Recent findings: Stimulation of the renal rennin-angiotensin system results in increased sodium reabsorption, whereas the opposite is true for stimulation of the renal dopaminergic system. An underactive renal dopaminergic system has been associated with increased sodium reabsorption and hypertension. Recent findings indicate novel cell surface receptor-mediated mechanisms by which these two renal endocrine systems directly counterregulate each other. Each of the dopamine receptors (D1R through D5R) have been implicated in dopamine-mediated natriuresis, in addition to counterregulating the angiotensin type 1 R. Dopamine D1-like (D1R and D5R) stimulation has also been found to induce an AT2 receptor- dependent natriuresis.

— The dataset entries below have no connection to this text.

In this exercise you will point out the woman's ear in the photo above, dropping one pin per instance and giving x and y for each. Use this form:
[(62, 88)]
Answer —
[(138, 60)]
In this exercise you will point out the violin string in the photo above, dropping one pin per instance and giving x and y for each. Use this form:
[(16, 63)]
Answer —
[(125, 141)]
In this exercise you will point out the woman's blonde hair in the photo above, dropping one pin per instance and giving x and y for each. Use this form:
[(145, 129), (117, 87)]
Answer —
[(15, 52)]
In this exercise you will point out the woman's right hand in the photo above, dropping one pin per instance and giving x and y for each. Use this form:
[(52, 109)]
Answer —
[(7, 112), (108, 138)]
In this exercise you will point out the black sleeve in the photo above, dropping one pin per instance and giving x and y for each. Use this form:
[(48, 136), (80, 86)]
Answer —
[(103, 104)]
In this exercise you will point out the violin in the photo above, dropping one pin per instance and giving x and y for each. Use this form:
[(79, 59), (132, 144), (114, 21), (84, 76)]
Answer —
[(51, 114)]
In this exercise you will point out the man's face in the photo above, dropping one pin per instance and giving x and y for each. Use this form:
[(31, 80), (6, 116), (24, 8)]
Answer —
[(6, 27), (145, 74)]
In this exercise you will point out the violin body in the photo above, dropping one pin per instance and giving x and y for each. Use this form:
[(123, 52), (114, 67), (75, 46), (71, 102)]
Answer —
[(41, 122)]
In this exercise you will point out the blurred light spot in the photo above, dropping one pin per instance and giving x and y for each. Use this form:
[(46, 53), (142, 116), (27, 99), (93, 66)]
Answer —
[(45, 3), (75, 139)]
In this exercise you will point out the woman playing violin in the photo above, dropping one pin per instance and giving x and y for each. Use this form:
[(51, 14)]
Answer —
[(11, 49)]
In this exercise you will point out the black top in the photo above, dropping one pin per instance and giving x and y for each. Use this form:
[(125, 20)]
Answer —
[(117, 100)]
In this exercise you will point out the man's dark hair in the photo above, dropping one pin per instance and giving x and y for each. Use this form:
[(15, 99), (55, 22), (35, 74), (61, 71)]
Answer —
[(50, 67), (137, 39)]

Recently, it has also been discovered that reactive oxygen species can play a role in inactivating the D1 receptor and activating the angiotensin type 1 R.
Summary: Current therapeutic interventions for hypertension predominantly involve correction of an overactive rennin-angiotensin aldosterone system. Recent evidence suggests that stimulation of the renal dopaminergic system and possibly activation of AT2 receptors, as well as decreasing reactive oxygen species, may provide additional therapeutic approaches.